Tharimmune is advancing multi-specific technology targeting the extracellular domains of HER2 and HER3. These validated targets have been extensively studied and belong to the ERBB receptor tyrosine kinase family and are exploited by cancer cells to promote tumorigenesis and metastasis. HER2, an extensively studied target, has multiple approved therapeutics for solid tumors and evidence suggests that HER3 plays a central role through interacting with neighboring receptors.

The Company is developing antibodies overlapping with different epitopes on HER2 in contrast to approved therapies with a potential for complementary fit to HER3, affecting novel conformational epitopes thought to be important in intracellular downstream signaling in tumor cells. The compounds developed by the team at Washington University could complement novel combinations to target known and unknown unique epitopes of the extracellular domains of human HER2 combined with internal efforts to create novel multispecific tunable antibodies and antibody drug conjugates (ADCs). The Company also intends to incorporate the work completed at Washington University to continue advancing internal novel antibodies derived in bovine animals or cows and resulting from ultra-long complementary determining region 3 (CDR3) domains.

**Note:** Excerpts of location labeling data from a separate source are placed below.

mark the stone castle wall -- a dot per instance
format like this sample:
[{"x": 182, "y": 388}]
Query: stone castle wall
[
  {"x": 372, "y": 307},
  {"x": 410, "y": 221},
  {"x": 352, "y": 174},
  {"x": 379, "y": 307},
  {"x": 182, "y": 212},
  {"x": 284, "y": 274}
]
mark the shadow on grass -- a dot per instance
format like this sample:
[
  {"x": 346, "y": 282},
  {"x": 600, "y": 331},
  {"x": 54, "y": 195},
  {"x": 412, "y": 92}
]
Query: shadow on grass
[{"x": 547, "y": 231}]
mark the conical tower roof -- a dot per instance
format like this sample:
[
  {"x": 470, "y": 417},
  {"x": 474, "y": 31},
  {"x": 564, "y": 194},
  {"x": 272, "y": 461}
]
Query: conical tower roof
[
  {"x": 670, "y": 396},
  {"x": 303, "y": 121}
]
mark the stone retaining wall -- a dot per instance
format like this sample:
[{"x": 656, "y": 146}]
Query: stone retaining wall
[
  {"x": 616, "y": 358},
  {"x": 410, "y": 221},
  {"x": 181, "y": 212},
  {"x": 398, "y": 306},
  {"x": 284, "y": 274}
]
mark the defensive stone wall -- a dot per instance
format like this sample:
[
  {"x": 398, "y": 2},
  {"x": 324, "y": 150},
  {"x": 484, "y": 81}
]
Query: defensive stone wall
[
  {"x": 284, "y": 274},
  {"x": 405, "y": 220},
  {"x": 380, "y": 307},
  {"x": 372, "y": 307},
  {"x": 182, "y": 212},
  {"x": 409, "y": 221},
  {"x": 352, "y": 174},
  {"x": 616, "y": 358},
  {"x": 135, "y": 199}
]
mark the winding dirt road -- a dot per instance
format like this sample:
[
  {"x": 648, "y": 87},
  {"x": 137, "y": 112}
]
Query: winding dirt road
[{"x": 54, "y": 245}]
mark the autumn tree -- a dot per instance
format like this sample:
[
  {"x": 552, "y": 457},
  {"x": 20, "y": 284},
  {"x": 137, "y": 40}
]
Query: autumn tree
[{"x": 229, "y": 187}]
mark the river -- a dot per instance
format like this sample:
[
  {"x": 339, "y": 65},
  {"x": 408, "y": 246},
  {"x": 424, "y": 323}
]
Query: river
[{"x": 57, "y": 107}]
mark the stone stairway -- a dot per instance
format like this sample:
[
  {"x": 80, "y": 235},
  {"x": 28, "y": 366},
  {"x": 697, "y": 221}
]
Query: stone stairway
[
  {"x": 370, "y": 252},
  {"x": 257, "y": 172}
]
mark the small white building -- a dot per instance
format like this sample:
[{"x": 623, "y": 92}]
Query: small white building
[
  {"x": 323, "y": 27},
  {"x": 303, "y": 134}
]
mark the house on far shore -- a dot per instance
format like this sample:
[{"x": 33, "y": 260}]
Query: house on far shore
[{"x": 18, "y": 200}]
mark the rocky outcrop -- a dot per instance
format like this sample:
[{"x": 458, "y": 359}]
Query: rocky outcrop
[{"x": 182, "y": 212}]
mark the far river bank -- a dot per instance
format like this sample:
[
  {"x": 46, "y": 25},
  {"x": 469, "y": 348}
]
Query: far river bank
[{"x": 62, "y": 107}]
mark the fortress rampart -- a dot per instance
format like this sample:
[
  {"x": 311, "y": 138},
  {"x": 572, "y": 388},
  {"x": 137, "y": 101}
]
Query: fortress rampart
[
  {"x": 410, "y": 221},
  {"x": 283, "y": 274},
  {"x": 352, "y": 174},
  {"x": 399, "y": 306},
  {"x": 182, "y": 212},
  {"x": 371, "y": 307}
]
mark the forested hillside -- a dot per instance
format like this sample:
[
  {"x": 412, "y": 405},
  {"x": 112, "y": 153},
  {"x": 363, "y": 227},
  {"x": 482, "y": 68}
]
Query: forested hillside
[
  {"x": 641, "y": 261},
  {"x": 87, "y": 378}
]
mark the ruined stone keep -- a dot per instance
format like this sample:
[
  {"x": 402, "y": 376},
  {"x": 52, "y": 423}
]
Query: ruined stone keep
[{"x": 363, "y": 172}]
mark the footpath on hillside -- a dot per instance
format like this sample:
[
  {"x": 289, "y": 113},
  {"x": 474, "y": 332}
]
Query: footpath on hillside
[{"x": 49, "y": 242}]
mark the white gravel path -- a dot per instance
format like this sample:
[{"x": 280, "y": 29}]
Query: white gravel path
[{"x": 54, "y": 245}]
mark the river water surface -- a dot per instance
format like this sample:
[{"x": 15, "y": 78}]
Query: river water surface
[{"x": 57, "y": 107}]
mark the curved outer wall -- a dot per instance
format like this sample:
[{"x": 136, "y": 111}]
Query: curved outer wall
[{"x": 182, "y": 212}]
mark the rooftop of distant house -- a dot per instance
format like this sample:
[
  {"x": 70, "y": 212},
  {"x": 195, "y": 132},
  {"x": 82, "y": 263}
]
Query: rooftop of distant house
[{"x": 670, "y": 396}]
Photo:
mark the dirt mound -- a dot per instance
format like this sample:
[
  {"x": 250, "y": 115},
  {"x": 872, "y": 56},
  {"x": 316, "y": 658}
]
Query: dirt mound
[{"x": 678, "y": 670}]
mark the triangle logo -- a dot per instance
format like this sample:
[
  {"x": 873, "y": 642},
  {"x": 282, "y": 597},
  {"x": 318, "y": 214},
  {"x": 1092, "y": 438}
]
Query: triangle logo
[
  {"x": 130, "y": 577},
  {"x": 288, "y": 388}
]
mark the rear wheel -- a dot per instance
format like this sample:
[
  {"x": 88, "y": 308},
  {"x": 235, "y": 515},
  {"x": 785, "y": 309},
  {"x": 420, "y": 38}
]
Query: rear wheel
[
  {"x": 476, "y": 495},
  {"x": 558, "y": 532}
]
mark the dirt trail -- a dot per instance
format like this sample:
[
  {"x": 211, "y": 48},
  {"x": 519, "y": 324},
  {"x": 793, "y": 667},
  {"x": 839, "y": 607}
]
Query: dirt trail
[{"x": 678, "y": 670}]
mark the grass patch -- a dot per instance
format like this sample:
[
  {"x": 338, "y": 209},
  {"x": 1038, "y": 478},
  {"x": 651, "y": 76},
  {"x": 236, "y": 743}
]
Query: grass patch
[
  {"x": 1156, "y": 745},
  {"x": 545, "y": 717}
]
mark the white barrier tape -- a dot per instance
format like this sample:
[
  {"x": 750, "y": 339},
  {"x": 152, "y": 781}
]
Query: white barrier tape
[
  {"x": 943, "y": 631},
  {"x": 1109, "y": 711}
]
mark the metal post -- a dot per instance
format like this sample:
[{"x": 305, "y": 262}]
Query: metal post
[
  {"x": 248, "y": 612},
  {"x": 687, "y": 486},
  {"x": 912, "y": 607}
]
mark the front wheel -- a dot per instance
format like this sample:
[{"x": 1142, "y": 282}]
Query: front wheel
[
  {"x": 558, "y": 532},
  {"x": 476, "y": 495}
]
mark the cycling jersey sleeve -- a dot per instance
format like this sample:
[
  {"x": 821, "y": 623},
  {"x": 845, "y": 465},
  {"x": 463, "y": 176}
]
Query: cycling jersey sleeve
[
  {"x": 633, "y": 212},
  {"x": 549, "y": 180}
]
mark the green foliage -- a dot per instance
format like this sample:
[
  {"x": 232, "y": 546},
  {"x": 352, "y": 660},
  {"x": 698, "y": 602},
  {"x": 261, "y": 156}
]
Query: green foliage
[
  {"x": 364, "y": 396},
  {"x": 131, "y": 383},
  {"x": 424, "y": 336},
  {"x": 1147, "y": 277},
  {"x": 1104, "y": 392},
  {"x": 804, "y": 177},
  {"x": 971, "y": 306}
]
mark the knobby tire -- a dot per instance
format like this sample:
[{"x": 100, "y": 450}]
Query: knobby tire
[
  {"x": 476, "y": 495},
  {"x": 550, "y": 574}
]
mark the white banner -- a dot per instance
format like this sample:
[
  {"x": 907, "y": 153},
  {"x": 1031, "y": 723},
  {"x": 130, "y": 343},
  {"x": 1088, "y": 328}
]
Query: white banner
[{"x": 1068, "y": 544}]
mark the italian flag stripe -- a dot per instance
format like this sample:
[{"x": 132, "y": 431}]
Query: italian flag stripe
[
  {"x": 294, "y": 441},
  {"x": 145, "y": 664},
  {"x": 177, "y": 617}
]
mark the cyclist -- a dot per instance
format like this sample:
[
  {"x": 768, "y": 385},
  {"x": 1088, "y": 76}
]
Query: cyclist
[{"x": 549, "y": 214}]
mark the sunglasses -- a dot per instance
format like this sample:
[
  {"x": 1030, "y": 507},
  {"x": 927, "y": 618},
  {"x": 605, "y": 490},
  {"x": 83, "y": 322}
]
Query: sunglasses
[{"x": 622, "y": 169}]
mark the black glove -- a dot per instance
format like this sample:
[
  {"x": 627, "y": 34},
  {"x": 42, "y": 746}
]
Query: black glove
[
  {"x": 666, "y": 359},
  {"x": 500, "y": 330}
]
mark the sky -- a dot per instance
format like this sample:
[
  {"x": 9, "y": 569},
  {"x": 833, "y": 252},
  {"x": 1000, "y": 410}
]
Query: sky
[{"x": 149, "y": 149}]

These potentially enable access to epitopes that had previously been hidden or highly inaccessible in traditional antibody development. With a much smaller size compared to traditional antibodies, combined with structural diversity, Knobs can bind to conformational, linear or discontinuous epitopes in "undruggable" areas of validated targets. This conceivable "multi-specific" capacity of Knobs, are the basis of developing Tharimmune's early-stage pipeline including ADCs and may more efficiently target multiple cell surface portions compared to known or existing biologics.